ICD, CCS, Elixhauser Data Set

Sven Halvorson, 2020-04-15

The purpose of this project was to create a library of ICD codes and attach some classifications to them that are useful for research. Unfortunately, the resultant data set is too large to upload to github. This repository has all of the necessary data sets, the code to compile it, and a description of the fields. If you have any questions or spot an error, please email me at svenpubmail@gmail.com

One of the first concepts introduced to me when I started working as a statistical programmer were procedure and diagnosis codes. Medical providers need ways of describing what the state of a patient's health is and what was done about it in a way that is not just free text. These codes are used for many purposes including record keeping, chart reviews, billing, and research. As a researcher, I frequently use these as ways to identify exposures, outcomes, and control for comorbidities. We're often confronted with research questions that involve identifying patients with a particular condition, such as hypertension, but there are many variations on how this can be described in a database. Do we mean primary or secondary? Relating to a particular organ such as a kidney? Neonatal? Exhaustively identifying these permutations with Google alone is not easy.

What I was very surprised to learn when I started was that my team did not have a single centralized data set that contained all of the codes. Various people have disjointed and incomplete lists on different drives. We googled a lot of diseases and took the first hits from whatever site or paper we found. I thought it would be worthwhile to aggregate several coding systems into a single data set. This document describes the process of creating that as well as some instructions on how to replicate it. I have used this data set in many applications. One of the most common uses is creating lists of possible codes to investigators to narrow down their definitions.

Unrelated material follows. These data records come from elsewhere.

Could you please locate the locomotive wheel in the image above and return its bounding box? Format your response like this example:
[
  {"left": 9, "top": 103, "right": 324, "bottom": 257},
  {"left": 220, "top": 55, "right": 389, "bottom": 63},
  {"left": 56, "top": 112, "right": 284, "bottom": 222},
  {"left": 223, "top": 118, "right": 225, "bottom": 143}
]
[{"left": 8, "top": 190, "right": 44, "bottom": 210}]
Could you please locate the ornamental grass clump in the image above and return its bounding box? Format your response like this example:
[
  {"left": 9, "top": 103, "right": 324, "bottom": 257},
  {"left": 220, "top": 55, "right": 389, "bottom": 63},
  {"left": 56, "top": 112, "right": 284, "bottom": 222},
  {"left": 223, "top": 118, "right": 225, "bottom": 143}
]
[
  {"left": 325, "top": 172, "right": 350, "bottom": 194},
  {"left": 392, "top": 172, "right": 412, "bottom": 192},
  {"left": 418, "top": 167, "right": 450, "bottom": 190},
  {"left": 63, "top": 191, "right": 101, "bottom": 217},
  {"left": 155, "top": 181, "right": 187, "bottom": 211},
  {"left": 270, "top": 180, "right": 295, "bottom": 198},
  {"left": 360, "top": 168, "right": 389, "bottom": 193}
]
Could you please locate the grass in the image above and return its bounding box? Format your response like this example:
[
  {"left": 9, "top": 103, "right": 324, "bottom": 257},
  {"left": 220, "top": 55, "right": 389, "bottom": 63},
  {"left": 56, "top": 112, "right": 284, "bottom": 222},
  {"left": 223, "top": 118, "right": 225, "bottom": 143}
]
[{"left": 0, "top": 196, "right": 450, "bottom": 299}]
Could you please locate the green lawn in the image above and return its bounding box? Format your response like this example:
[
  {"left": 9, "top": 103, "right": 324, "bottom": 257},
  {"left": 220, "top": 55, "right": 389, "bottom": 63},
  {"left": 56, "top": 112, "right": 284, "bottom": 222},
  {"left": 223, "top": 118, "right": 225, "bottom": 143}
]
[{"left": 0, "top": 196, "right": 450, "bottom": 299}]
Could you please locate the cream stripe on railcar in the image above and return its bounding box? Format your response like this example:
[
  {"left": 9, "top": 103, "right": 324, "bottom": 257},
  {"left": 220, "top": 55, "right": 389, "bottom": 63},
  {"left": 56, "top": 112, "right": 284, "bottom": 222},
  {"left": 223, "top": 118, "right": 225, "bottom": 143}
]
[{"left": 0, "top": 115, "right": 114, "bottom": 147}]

As a side note, if you are a SAS/STATA user, there are programs on the HCUP site that can do some nice transformations related to these codes. I don't really like to use either of those programs which is part of why I created this data set.

Types of codes

There are a variety of schemes used to categorize medical procedures and diagnoses. Here are some that I am aware of and descriptions of what they are:

  • International Classification of Diseases (ICD): This is a system created and maintained by the World Health Organization (WHO). These codes are separated into procedure and diagnosis codes and come in a series of versions. At my current place of employment (and I suspect most hospitals) we are using version 10 (ICD10). This conversion was relatively recent and many databases have a lot of ICD9 codes as well. Both versions, and ICD10 in particular, strive for accuracy and thus are fine grain. This makes them more challenging to use if you want to characterize a more general concept of a disease or procedure. The datas et created here will begin with the ICD codes as its base.
  • Clinical Classification Software (CCS): Researchers at the Healthcare Cost and Utilization Project (HCUP) created a set of larger bins for the ICD codes. I find these particularly useful for finding sets of codes as they have a series of levels that get more specific for each ICD code. For example, a code might be classified at level 1 as a neoplasm, at level 2 as a benign neoplasm, and as a benign neoplasm of colon at level 4. Not every ICD code falls within these categories but most do. The versions for diagnoses were discontinued in favor of the CCSR (below) but I have continued to use a beta version since it's backwards compatible with the ICD 9 codes.
  • Clinical Classification Software Refined (CCSR): This is a modification of the CCS system that was created in early 2020. It only applies to ICD 10 diagnoses and can classify the same diagnosis into multiple categories. The total number of categories is much larger. I don't have much experience using this at the moment.
  • Elixhauser Comorbidities: This schema is also provided by HCUP but focuses on a set of 30 chronic conditions (comorbidities) that have been demonstrated to have a strong relationship with mortality, length of hospital stay, and hospital charges. These categories are useful for confounder adjustment for when conducting statistical analyses. They're not too numerous but capture lots of reasons why patients might have poor outcomes.
  • Current Procedural Terminology (CPT): CPT codes are created by a panel of members that come from big hospital, insurance, and government agencies. They only supply procedure codes and are more focused on billing. There is no reliable crosswalk (that I know of) to assign these to ICD procedures. Because of this, I rarely use these and they are not included in the data set.

Creating the data set

The data set was created with these goals in mind:

  1. Create a close to exhaustive list of all the ICD codes
  2. Link CCS and CCSR categories to codes when applicable
  3. Link Elixhauser comorbidity categories to ICD codes
  4. Create a format for ICD codes that can be merged on as well as R/Py functions that can put codes into that format
  5. Preserve original representations of ICD codes as given by sources
  6. Have clean labels and documentation

The data sets needed to create the merged version are listed below. I also note which version I utilized at the time of writing this as at least version 10 is likely to be updated in the future.

Backbone of data set is from the Center for Medicare Services (CMS):

Next get the CCS codes from HCUP here:

Elixhauser comorbidities:

  • My teammate at the Cleveland Clinic created some SAS files for converting ICD to Elixhauser which I have uploaded to the github.